Exploring Drug Repurposing for Influenza A (H3N2) Virus: A Computational Approach to Identifying Commercialized Drugs Targeting Hemagglutinin, Neuraminidase, and Nucleoprotein

Influenza A virus (IAV-A) remains a major global health threat, responsible for seasonal epidemics and significant mortality, with estimates ranging from 290 000 to 650 000 deaths annually, due to respiratory complications. The virus is highly mutable, which complicates treatment options and contributes to the emergence of drug resistance. IAV-A's pathogenicity is largely driven by two key surface proteins, hemagglutinin (HA), neuraminidase (NA) and nucleoprotein (NP), which facilitate viral entry and spread within the host. Despite the availability of antiviral treatments such as Oseltamivir, Zanamivir, and more recently, Baloxavir Marboxil, their efficacy is limited by resistance, side effects, and the rapid mutation of the virus. Given these challenges, there is an urgent need for new therapeutic strategies. Drug repositioning offers a promising solution by identifying new uses for existing, approved drugs, thereby reducing the development time and cost. This study aimed to explore the potential of 31 drugs from various therapeutic classes, including FDA-approved compounds, as candidates for treating influenza A (H3N2), with a particular focus on targeting NA, HA, and NP proteins.
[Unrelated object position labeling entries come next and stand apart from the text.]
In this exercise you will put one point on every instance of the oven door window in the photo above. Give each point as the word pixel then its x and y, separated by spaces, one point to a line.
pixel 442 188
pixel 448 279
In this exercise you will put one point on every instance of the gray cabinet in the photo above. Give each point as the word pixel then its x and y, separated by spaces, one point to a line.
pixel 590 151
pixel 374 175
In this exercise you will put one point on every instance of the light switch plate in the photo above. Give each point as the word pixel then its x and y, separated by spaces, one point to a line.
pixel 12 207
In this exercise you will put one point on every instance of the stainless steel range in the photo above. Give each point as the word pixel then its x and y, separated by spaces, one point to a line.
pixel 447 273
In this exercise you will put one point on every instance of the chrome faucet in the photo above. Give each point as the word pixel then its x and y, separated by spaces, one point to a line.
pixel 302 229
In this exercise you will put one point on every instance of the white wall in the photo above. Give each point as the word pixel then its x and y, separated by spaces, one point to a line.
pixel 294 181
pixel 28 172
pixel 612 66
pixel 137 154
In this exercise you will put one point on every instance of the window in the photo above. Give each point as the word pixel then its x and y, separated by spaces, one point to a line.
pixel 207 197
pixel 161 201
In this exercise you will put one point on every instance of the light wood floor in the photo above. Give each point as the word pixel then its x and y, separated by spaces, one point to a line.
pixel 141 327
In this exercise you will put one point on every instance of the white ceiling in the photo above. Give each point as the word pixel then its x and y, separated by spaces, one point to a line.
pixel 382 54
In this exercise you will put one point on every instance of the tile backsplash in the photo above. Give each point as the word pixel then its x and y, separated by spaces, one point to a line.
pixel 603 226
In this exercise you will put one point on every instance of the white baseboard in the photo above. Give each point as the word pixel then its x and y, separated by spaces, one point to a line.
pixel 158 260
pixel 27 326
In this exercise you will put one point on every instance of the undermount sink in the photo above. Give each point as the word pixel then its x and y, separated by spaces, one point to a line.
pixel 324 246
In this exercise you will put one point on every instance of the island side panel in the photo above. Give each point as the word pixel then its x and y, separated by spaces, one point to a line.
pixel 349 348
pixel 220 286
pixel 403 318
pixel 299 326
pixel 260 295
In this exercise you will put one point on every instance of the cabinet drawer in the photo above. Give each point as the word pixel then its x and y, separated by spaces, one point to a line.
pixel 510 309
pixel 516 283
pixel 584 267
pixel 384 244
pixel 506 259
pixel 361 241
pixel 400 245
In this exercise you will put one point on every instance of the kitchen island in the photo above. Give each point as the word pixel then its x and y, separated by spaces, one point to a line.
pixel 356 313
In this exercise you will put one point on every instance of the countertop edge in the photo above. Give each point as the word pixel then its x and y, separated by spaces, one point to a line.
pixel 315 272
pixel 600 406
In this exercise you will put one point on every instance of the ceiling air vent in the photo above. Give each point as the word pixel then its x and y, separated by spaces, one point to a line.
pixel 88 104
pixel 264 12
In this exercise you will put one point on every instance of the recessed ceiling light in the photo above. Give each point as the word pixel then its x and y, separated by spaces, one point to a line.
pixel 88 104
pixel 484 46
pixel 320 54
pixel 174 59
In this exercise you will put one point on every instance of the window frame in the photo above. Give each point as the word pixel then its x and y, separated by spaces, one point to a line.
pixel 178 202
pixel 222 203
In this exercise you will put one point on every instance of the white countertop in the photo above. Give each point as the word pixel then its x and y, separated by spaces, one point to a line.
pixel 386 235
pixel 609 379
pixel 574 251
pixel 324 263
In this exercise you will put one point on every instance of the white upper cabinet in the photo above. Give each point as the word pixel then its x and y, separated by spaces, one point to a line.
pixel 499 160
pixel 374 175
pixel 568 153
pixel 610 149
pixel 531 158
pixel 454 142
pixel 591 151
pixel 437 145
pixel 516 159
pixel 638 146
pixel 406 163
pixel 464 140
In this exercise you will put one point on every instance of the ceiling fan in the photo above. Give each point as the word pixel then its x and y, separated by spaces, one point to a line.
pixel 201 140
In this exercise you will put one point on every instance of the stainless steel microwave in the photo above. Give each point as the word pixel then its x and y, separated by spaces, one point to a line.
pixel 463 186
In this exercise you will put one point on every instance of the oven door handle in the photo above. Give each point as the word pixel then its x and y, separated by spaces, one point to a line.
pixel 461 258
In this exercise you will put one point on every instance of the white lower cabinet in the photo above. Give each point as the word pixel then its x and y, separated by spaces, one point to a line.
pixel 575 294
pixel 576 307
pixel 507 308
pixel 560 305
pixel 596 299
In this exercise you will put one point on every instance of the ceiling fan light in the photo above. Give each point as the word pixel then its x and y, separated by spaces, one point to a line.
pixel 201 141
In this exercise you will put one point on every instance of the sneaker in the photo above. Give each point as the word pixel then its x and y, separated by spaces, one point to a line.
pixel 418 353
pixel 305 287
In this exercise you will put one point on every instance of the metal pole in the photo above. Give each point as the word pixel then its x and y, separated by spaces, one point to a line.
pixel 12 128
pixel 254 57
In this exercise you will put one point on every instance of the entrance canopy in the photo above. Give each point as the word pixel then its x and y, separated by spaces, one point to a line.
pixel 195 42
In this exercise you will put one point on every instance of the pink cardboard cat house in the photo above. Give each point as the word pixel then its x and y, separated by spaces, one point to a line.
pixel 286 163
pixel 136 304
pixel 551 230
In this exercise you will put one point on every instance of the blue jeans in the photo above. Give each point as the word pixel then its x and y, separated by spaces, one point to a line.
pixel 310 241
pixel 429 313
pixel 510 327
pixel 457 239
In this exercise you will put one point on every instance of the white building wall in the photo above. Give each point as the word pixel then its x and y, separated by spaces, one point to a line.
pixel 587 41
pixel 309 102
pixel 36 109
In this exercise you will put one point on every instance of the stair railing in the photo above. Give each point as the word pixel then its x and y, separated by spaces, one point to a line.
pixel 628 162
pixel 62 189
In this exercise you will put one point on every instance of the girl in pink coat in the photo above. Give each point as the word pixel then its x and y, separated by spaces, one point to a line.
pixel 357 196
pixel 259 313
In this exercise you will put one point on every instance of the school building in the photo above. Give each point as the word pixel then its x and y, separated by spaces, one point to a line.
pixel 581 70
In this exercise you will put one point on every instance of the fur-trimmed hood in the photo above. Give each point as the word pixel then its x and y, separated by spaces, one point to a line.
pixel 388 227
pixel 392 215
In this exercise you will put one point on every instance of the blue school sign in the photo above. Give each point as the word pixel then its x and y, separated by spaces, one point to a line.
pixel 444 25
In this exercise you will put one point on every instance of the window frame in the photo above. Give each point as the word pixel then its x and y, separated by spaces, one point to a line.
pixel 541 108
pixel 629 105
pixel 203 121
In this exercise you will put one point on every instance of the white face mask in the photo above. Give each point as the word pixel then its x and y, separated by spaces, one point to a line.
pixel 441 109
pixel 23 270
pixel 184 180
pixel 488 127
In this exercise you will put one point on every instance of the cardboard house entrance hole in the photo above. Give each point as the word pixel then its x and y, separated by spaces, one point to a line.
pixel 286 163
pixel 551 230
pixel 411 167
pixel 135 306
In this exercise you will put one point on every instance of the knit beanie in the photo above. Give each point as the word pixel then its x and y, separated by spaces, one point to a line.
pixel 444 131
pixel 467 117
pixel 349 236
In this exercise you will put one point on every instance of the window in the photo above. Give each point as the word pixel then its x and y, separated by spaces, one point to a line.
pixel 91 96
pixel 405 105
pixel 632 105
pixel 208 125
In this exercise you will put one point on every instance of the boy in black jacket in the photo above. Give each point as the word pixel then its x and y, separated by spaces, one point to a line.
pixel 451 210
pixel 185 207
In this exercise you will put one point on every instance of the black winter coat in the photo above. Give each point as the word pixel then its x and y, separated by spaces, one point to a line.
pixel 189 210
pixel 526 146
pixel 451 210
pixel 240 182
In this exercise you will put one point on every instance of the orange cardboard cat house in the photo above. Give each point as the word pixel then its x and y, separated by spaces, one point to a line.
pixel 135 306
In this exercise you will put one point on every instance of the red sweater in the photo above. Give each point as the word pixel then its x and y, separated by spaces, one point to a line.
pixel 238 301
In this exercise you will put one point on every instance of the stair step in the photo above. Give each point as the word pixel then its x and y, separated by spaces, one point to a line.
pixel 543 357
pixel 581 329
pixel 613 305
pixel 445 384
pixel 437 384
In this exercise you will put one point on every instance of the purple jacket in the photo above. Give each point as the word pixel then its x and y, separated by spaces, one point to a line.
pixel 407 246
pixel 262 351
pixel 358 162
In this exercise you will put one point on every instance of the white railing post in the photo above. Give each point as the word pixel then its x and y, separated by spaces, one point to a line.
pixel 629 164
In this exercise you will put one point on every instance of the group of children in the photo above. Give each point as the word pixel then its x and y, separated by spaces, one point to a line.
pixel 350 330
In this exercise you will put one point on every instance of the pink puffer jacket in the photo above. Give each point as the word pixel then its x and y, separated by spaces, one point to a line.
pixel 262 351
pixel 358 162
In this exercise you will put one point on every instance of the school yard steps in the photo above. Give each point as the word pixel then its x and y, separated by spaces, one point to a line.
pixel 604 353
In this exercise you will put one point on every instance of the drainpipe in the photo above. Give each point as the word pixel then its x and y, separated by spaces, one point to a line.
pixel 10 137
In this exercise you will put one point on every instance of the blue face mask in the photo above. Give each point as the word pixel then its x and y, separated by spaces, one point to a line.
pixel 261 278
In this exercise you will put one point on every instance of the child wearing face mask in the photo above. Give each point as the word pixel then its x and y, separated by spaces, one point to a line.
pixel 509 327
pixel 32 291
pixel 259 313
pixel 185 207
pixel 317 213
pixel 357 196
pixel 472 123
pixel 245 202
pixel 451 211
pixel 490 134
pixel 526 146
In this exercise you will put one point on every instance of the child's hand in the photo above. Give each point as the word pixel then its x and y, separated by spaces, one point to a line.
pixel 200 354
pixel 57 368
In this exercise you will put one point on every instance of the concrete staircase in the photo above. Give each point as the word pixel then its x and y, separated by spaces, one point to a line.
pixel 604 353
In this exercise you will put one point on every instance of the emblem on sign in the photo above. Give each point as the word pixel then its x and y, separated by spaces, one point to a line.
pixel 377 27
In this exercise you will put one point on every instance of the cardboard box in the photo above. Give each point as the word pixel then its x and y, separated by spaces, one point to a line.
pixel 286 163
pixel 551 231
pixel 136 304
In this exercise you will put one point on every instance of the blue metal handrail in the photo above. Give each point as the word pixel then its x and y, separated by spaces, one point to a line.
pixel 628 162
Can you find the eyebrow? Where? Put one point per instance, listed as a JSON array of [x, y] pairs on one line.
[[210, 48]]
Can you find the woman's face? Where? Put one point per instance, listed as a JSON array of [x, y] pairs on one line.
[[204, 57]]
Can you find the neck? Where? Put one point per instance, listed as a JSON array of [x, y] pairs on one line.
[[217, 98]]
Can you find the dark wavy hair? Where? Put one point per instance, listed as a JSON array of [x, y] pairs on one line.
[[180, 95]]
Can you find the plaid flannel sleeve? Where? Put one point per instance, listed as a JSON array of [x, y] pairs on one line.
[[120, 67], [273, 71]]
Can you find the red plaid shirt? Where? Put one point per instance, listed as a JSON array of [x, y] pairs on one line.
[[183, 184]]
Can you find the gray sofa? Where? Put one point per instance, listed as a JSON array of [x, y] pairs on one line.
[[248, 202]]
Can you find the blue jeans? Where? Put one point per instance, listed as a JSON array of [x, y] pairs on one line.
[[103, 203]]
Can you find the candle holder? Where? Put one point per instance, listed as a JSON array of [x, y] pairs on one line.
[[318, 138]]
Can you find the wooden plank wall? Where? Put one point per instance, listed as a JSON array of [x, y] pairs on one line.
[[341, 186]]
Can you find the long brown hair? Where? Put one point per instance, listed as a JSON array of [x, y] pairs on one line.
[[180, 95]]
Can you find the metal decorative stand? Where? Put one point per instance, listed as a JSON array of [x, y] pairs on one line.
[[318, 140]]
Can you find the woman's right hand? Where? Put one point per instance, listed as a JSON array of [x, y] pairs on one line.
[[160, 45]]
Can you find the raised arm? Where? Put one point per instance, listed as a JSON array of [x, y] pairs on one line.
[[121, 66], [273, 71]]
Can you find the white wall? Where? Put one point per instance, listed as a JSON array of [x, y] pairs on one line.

Through in silico molecular docking studies, we analyzed the energy scores between these drugs and target proteins. ADMET predictions were conducted to evaluate the pharmacokinetics, safety, and bioavailability of the best drug candidates. Following this, molecular dynamics simulations were performed to assess the stability of the drug-protein complexes over time. Finally, free-energy calculations were carried out to assess binding affinities, ranking the drugs based on their potential inhibitory effects and providing critical insights for their further development as antiviral treatments. This integrated computational approach offers a faster, cost-effective pathway for discovering novel influenza therapies with significant implications for pandemic preparedness.